Kember does not present any authority in support of his other contentions on this branch of the case. We are satisfied that he was not deprived of due process of law in the respects described.
Kember makes a generalized attack upon the constitutionality of various aspects of the Selective Service Act. In our view, this attack is without merit.5
Kember argues that the religious training and belief requirement of the Selective Service Act is unconstitutional. As that requirement has recently been construed by the Supreme Court, it is not unconstitutional. See Welsh v. United States, 398 U.S. 333, 90 S.Ct. 1792, 26 L.Ed.2d 308 (1970). There is nothing in the record to indicate that Kember was denied conscientious objector status because his asserted beliefs were not sufficiently related to the formalities of religion.

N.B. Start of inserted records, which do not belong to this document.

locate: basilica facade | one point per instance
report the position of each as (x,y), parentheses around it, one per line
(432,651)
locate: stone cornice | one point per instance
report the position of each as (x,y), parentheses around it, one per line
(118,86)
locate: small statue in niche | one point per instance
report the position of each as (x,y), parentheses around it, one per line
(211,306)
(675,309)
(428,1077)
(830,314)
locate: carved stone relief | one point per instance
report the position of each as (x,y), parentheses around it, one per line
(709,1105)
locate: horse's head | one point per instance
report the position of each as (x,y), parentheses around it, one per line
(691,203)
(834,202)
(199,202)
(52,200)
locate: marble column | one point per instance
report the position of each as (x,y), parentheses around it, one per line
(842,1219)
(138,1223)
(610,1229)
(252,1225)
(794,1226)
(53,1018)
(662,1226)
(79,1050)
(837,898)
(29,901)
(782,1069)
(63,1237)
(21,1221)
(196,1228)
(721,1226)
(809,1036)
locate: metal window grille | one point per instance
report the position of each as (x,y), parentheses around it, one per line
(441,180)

In considering this argument the pertinent question is whether, on the whole agency record, as developed up to the time of the appeal board decision, there is a basis in fact for classifying Kember I-A. It is not for us to weigh the evidence or evaluate the credibility or judgment of those who supplied the agency with information or expressions of opinion. The "basis in fact" which will support the board's decision means more than suspicion and speculation, Dickinson v. United States, 346 U.S. 389, 74 S.Ct. 152, 98 L.Ed. 132 (1953), but it need not rise to the level of substantial evidence. Maynard v. United States, 409 F.2d 505, 506 (9th Cir. 1969). All that is required, where the registrant has made out a prima facie case for exemption, is that "there be some proof that is incompatible with the registrant's proof of exemption." Dickinson,supra, 346 U.S. at 396, 74 S.Ct. at 157. See also, Bishop v. United States, 412 F.2d 1064, 1067 (9th Cir. 1969).
Since the local board did not state its reason for rejecting Kember's conscientious objector application, and since there is no basis for determining that the local board may have applied an illegal standard in denying the application, our recent decision in United States v. Atherton, 430 F.2d 741 (9th Cir. 1970), is inapplicableAtherton holds, in effect, that where the record establishes that the local board may have applied an illegal standard or otherwise proceeded in an unlawful manner, the complete agency record must be such as to exclude the possibility that the appeal board fell into the same error.
This case is thus distinguishable from United States v. Callison, 433 F.2d 1024 (9th Cir. 1970), where we held that the record did not clearly establish that the Department's recommendation was based upon the application of a legal standard
Under the law as it exists today, a registrant is not entitled to counsel in proceedings before a draft board. United States v. Evans, 425 F.2d 302, 304 (9th Cir. 1970); Haven v. United States, 403 F.2d 384, 385 (9th Cir. 1968)
See United States v. Leavy, 422 F.2d 1155 (9th Cir. 1970); Rusk v. United States, 419 F.2d 133 (9th Cir. 1969); Petersen v. Clark, 411 F.2d 1217 (9th Cir. 1969); Badger v. United States, 322 F.2d 902 (9th Cir. 1963); George v. United States, 196 F.2d 445 (9th Cir. 1952); United States v. Fallon, 407 F.2d 621 (7th Cir. 1969); Bertelsen v. Cooney, 213 F.2d 275 (5th Cir. 1954); United States v. Bolton, 192 F.2d 805 (2d Cir. 1951).